Las sirenas se detuvieron frente al edificio.
Los empleados comenzaron a salir de sus oficinas.
Nadie entendía por qué varios agentes de la unidad de delitos financieros entraban directamente al despacho presidencial.
Alejandro permanecía de rodillas.
—Lucía, todavía podemos arreglar esto.
Ella negó lentamente.
—Tuviste meses para hacerlo.
Los policías cruzaron la puerta.
El inspector principal mostró la orden judicial.
—Señor Alejandro, queda detenido por fraude, falsificación de documentos y apropiación indebida de fondos empresariales.
Los agentes comenzaron a revisar la oficina.
Uno de ellos abrió la caja fuerte oculta detrás de un cuadro.
Dentro encontraron contratos, dinero en efectivo y varios dispositivos de almacenamiento.
Lucía observó la escena sin pronunciar una sola palabra.
Sabía que aquello era solo el comienzo.
Horas después, la junta directiva convocó una reunión de emergencia.
Todos los accionistas estaban presentes.

El presidente del consejo tomó la palabra.
—La señorita Lucía fue quien descubrió las irregularidades y evitó pérdidas millonarias para la empresa.
Varios directivos se pusieron de pie para agradecerle.
La misma mujer que había sido ignorada durante meses era ahora el centro de todas las miradas.
En ese instante llegó el auditor externo.
Llevaba un nuevo informe.
—Hemos encontrado algo inesperado.
El silencio volvió a apoderarse de la sala.
—Los desfalcos no comenzaron hace un año.
Comenzaron hace ocho.
Lucía frunció el ceño.
Alejandro solo llevaba cinco años como director general.
—Entonces alguien más estaba involucrado.
El auditor asintió.
—Exactamente.
Proyectó una serie de transferencias antiguas.
Todas conducían a una misma sociedad fantasma.
Pero el verdadero beneficiario permanecía oculto.
Mientras tanto, Alejandro pidió hablar con Lucía desde la sala de interrogatorios.
Ella aceptó.
Al entrar, él levantó lentamente la cabeza.
Había perdido toda su arrogancia.
—No fui yo quien empezó todo.
Lucía permaneció en silencio.
—Solo seguí órdenes.
—¿De quién?
Alejandro respiró profundamente.
—Del hombre que realmente controla esta empresa.
Lucía sintió un escalofrío.
—Eso es imposible.
—El presidente del consejo solo es una figura pública.
Existe alguien por encima de todos nosotros.
Antes de que pudiera decir un nombre, su abogado entró en la sala y puso fin al interrogatorio.
Aquella conversación quedó inconclusa.
Al día siguiente, Lucía recibió una llamada inesperada.
Era el fundador de la compañía, retirado desde hacía más de una década.
—Necesito verla inmediatamente.
La reunión tuvo lugar en una antigua residencia familiar.
El anciano colocó sobre la mesa una carpeta amarillenta.
—Mi hijo confiaba plenamente en usted.
Lucía lo miró sorprendida.
—Nunca conocí a su hijo.
El hombre sonrió con tristeza.
—Sí lo conoció.
Solo que utilizó otro nombre.
Dentro de la carpeta había antiguos proyectos de diseño.
Todos llevaban la firma de Lucía.
Pero también aparecía otra firma.
La de un mentor que había impulsado su carrera cuando apenas empezaba.
El anciano señaló aquella firma.
—Ese hombre era mi hijo.
Lucía quedó inmóvil.
Nunca le había contado que pertenecía a la familia propietaria de la empresa.
—Antes de morir me dejó una carta.
El anciano abrió cuidadosamente el sobre.
“Si algún día Lucía descubre la verdad, entrégale el control de la investigación.
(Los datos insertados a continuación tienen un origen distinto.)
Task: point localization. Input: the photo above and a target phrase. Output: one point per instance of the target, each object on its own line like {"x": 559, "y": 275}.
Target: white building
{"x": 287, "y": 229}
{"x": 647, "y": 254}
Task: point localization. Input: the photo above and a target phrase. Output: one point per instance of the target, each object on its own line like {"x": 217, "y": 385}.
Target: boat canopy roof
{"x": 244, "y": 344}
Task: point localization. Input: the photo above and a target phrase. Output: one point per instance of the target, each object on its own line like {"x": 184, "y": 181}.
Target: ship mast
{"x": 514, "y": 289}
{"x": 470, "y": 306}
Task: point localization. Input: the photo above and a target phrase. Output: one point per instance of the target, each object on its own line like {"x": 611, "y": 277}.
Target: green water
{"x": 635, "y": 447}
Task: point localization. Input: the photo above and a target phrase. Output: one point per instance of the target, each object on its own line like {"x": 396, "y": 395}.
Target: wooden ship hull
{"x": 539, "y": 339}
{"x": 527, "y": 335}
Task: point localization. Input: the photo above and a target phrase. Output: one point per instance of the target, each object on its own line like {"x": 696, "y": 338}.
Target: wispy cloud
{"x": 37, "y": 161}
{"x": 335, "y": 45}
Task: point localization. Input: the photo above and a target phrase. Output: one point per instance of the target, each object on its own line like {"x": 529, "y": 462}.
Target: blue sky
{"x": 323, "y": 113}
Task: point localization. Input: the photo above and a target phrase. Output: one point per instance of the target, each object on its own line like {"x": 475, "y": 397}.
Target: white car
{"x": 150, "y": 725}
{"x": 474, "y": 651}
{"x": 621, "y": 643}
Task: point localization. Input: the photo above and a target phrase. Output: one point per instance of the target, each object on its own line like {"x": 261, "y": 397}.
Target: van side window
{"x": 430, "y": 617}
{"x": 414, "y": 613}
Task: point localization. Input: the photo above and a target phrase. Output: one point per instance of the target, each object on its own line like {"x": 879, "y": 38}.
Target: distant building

Solo ella podrá descubrir quién destruyó nuestra familia desde dentro.”
Junto a la carta apareció una fotografía tomada diez años atrás.
En ella estaban el hijo del fundador, Alejandro… y una tercera persona.
Lucía sintió que el corazón se detenía.
Reconoció aquel rostro al instante.
Era el hombre que, apenas una hora antes, acababa de ser nombrado por unanimidad como nuevo director general de la empresa tras la detención de Alejandro.
El verdadero responsable del fraude acababa de quedarse con todo el poder.